The key to writing powerful MapReduce applications is to think in terms of mappers, combiners, and reducers. Here are some questions to ponder:
- What exactly should your key look like?
- What is the business value that you are trying to derive, and how can you group metrics together into keys?
- What is the nature of the values you want to compute, and how can that be captured in your Value objects?
Combiners can greatly improve performance, but what conditions must you implement in order to use a combiner? For example, if your reduction operation is not associative then using it as a combiner might disrupt the response, but rewriting it in an associative manner, which means thinking about alternate means of writing the reducer, can have a profound impact on the performance of your application.
In the example presented in this article, the business value we wanted to derive was the number of page visits per hour, so naturally our key should be individual hours. The reason is that if we want to group page visits by hours and see the count on a per-hour basis, then we need to define a key type to match this grouping. When it comes to the value, we wanted a count of the number of pages views, so it made sense that we could use a simple counter.

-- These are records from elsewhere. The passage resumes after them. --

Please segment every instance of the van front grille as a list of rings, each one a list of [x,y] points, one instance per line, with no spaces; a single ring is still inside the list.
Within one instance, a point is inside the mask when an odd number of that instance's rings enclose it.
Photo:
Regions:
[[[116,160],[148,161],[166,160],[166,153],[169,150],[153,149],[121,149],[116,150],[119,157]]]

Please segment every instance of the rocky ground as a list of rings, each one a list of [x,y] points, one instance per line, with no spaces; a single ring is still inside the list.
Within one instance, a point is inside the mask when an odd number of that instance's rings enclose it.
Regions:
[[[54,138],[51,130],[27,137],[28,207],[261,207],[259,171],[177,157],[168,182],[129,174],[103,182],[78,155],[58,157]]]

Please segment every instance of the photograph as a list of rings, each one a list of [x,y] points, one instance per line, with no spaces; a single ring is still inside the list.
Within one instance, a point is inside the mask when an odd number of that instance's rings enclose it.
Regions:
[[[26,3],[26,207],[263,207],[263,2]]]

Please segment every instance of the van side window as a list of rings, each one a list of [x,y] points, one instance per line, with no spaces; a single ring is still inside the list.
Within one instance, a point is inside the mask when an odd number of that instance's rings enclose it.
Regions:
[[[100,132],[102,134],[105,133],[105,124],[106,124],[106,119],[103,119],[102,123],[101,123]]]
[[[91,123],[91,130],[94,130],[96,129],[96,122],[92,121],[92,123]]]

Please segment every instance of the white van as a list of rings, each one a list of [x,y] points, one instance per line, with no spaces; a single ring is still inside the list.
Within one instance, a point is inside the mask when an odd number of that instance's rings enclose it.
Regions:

And because addition operations are associative, our reducer could be used as a combiner as well.
I recommended it in the previous article, but I’ll remind you again here: If you are looking for a good book to help you think in the MapReduce way, O’Reilly’s MapReduce Design Patterns is a great choice. I read through several books to help me get Hadoop setup and configured, but MapReduce Design Patterns was the first book that I found that helped me really understand how to approach MapReduce problems. I highly recommend it!